Yale Appoints Leading Stem Cell Biologists Haifan Lin as Director of Stem Cell Program
One of the country’s leading stem cell biologists, Haifan Lin, has been appointed director of the Yale Stem Cell Program effective September 1, Yale School of Medicine Dean Robert Alpern announced this week.
Lin, currently a cell biology professor and co-director and co-founder of the Duke (University) Stem Cell Research Program, will oversee a group of a half-dozen scientists devoted to research into fundamental aspects of stem cell biology. Areas of research will include the properties and mechanisms of human embryonic stem cells, human adult stem cells, and stem cells in model organisms such as mouse, fruit fly and nematode. The program will bring together more than 30 additional faculty members across the medical school and university who are working on stem cell-related topics.
Lin’s research has greatly strengthened understanding of the molecular mechanisms that define the unique behavior of stem cells. His early contributions include identification of stem cells in the Drosophila ovary and establishment of these stem cells as an effective model for study. Using this model, Lin obtained direct evidence for the century-old hypothesis for “asymmetric division” of stem cells, which allows them both to self-renew and to produce differentiated daughter cells.
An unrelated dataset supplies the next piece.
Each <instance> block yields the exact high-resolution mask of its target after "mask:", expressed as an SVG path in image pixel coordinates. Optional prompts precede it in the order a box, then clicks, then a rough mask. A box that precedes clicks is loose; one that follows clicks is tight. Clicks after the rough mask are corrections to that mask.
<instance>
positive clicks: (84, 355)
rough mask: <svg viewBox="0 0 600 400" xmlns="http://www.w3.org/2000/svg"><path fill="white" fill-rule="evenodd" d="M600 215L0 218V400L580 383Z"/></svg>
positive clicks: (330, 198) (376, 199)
He was also the first to identify and name “niche signaling cells” in the fly model and has been a key player in systematically demonstrating the longstanding “stem cell niche theory” on the essential role of microenvironment signaling in stem cells self-renewal. In the process, Lin discovered key genes involved in both niche signaling and intracellular regulation of stem cell division.
The Yale Stem Cell Program will grow over the next few years with the recruitment of four additional faculty members and an administrative and technical staff. Three initial core facilities are planned: a human embryonic stem cell culture core laboratory directed by Lin and Krause; a cell sorting core directed by Mark Shlomchik, M.D., professor of laboratory medicine and immunobiology, and a confocal microscopy core directed by Michael Nathanson, M.D., professor of medicine and cell biology.